Kenya Sport

Nico Schlotterbeck's Future at Borussia Dortmund and Liverpool's Interest

Nico Schlotterbeck has just committed his future to Borussia Dortmund until 2031 – but his name refuses to leave the transfer pages on Merseyside.

The Germany international has signed a long-term deal with the Bundesliga club, yet the contract comes with a twist. According to Sky Sports Germany reporter Florian Plettenberg, that extension includes a release clause that only a select group of elite clubs can trigger this summer.

And Liverpool are understood to be in that group.

A new deal – with an open door

On the face of it, Dortmund have locked down one of Europe’s most accomplished left-sided centre-backs for the rest of his prime. A contract to 2031 normally slams the door shut on any immediate exit.

This one doesn’t.

Plettenberg reports that Schlotterbeck can be prised away for a fee in the region of €50–60 million (£43.5m–£52.2m). For a 26-year-old, established international defender on a fresh five-year deal, that figure sits firmly in the “opportunity” bracket rather than the “fantasy” category.

Real Madrid are one of the clubs who can activate the clause. Bayern Munich, pointedly, are not. If Bayern want him in 2027, Dortmund will still hold the cards.

BILD’s reporting suggests Liverpool are likely among those with access to the clause as well. That single detail changes the complexion of the Reds’ defensive planning.

Liverpool’s dilemma at centre-back

On paper, Liverpool are not short at centre-half.

Virgil van Dijk, even at 34, remains the reference point and the leader. Ibrahima Konaté, 26, is in his prime years, with talks over a new contract understood to be progressing. Behind them, Jeremy Jacquet (20) and Giovanni Leoni (19) represent the next wave, raw but highly regarded.

That’s a full depth chart, and it explains why there is no sense of panic around the position.

But depth on paper can vanish quickly. One stalled negotiation with Konaté. One injury run. One bad season. The picture changes in a heartbeat.

If talks with the Frenchman were to hit an unexpected standstill, the tone of Liverpool’s summer would shift. Suddenly, the idea of a proven, left-footed, ball-playing defender with Bundesliga and Champions League experience – available for a defined, manageable fee – looks less like a luxury and more like a strategic pivot.

Successor planning in real time

There is another layer to this. Van Dijk cannot anchor Liverpool’s defence forever.

The club will, at some point, have to make a hard decision about what the post-Van Dijk era looks like. Do they trust internal development and hope one of the younger defenders grows into that role? Or do they move early for a player with the stature to inherit that responsibility?

Schlotterbeck fits the profile of a long-term heir: left-sided, comfortable stepping into midfield, aggressive in duels, used to the pressure of a big club and big games. The release clause effectively sets a timer on the opportunity. It’s there now. It might not be there in two years, when the need could be more urgent but the price much higher or the player simply unavailable.

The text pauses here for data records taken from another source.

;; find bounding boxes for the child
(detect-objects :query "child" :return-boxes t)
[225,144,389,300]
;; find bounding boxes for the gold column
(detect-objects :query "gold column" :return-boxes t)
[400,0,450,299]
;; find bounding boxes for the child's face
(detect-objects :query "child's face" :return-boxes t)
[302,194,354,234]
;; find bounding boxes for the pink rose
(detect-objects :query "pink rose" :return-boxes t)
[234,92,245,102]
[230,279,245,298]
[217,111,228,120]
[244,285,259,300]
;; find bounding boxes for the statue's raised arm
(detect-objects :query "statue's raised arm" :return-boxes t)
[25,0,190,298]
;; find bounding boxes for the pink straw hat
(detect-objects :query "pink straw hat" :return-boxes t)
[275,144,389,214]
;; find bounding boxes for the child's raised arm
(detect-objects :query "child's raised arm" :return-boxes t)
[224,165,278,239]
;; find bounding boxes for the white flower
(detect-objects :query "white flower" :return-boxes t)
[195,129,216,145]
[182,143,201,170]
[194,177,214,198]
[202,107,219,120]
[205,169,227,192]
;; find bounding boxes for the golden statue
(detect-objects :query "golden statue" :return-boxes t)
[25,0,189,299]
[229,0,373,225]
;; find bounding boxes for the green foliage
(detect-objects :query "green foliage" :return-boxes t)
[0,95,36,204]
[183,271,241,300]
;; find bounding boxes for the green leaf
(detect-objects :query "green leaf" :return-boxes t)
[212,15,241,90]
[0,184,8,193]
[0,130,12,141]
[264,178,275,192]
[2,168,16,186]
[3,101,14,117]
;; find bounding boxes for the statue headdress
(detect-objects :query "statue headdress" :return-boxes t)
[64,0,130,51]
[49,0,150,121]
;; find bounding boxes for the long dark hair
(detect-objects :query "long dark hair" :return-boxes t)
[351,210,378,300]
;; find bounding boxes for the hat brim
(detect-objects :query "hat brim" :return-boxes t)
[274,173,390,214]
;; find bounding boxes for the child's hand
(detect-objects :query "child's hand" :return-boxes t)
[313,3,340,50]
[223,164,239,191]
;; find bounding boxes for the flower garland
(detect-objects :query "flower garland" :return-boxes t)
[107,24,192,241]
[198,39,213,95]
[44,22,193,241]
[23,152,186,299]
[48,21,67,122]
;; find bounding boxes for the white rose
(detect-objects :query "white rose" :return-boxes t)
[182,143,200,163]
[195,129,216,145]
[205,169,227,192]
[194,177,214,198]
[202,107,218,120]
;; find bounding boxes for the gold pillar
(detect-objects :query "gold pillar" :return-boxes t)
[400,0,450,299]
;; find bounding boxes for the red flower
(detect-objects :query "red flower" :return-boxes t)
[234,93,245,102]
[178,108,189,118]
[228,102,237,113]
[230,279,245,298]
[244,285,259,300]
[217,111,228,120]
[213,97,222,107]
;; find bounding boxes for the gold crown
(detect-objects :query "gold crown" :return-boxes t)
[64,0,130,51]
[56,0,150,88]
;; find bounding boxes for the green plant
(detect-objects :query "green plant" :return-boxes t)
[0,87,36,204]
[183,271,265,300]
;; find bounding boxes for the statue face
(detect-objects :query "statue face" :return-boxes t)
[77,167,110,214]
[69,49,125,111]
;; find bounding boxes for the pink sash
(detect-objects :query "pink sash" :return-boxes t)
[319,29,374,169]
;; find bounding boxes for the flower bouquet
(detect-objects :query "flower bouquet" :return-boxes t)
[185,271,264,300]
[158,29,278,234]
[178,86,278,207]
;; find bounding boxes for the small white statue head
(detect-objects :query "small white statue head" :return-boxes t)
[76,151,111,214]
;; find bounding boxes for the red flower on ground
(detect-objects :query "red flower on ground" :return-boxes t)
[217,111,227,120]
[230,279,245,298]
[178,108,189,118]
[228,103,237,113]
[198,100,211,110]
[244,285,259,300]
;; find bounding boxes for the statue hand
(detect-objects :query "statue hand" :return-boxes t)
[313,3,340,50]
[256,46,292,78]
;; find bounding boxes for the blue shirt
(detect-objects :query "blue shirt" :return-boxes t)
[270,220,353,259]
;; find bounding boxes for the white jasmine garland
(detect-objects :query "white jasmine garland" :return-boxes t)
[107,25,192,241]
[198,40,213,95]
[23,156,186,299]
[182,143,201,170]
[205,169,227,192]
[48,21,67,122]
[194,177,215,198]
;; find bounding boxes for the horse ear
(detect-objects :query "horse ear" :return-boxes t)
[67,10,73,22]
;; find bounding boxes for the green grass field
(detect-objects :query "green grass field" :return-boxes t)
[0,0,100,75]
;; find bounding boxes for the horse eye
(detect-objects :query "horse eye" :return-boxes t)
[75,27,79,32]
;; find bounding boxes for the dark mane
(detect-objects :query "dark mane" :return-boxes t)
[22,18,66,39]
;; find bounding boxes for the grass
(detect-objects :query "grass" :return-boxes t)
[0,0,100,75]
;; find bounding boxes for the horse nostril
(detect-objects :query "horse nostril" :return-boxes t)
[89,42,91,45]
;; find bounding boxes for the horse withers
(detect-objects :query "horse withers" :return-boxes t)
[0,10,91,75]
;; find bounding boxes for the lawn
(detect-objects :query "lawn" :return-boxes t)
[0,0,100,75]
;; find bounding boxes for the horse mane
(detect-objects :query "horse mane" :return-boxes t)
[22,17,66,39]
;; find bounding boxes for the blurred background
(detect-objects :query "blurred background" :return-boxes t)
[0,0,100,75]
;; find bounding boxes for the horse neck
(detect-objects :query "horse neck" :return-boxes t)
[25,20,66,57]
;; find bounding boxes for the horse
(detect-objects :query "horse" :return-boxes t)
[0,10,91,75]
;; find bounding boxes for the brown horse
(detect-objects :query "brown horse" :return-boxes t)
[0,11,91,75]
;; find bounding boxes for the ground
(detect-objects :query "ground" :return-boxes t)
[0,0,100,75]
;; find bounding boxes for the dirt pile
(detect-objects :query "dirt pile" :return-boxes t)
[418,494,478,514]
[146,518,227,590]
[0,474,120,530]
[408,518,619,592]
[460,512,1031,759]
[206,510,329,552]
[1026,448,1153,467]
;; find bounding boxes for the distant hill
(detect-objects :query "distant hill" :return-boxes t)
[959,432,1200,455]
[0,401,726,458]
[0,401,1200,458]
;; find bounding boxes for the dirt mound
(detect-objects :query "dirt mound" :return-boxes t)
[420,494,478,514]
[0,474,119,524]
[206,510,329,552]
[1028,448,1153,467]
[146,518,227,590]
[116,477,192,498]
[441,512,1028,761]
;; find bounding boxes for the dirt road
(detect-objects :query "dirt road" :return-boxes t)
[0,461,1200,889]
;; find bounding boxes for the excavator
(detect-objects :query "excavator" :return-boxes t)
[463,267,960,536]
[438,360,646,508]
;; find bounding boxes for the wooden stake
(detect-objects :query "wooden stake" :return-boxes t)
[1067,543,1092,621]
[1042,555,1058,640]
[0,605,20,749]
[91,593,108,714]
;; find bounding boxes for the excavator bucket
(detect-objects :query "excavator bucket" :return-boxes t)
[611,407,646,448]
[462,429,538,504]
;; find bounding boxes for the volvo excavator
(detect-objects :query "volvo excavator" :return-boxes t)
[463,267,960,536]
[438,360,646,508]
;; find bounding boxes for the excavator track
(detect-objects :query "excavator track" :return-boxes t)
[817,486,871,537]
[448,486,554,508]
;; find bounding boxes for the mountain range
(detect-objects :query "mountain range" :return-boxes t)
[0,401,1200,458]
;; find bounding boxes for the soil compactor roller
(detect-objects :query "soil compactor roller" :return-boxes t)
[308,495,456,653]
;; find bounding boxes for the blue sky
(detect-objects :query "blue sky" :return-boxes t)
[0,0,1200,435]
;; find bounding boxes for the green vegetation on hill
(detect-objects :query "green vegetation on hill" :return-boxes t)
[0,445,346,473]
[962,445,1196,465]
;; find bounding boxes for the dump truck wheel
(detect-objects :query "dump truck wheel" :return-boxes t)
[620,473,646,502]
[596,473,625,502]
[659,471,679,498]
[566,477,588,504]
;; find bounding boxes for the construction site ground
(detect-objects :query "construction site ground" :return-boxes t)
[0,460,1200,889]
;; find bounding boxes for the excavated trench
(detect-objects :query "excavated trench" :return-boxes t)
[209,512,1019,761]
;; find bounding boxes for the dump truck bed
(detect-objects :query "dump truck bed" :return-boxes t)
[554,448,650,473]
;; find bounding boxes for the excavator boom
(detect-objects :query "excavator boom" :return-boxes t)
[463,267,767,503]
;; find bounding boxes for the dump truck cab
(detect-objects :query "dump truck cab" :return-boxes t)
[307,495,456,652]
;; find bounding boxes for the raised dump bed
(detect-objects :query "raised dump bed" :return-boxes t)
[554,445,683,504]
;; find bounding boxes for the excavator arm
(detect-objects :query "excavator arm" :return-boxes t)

That is the tension Liverpool’s recruitment team will be weighing.

Priorities higher up the pitch

There is, however, a clear counter-argument inside Anfield.

This summer’s most pressing needs are likely to be further forward. Reinforcements in midfield and attack, squad evolution under a new coaching staff, and contract work with key players will all jostle for budget and attention.

Against that backdrop, sanctioning a €50–60 million move for a position that is not yet a glaring weakness is a bold call. It would mean betting heavily on tomorrow while still patching up today.

So Liverpool find themselves in a familiar position: linked to a player who makes perfect sense in theory, but whose signing depends on timing, internal priorities, and how confident they feel about the futures of Konaté and Van Dijk.

The clause means Schlotterbeck can leave Dortmund this summer. The question now is whether Liverpool decide that the future of their defence starts a year or two earlier than planned.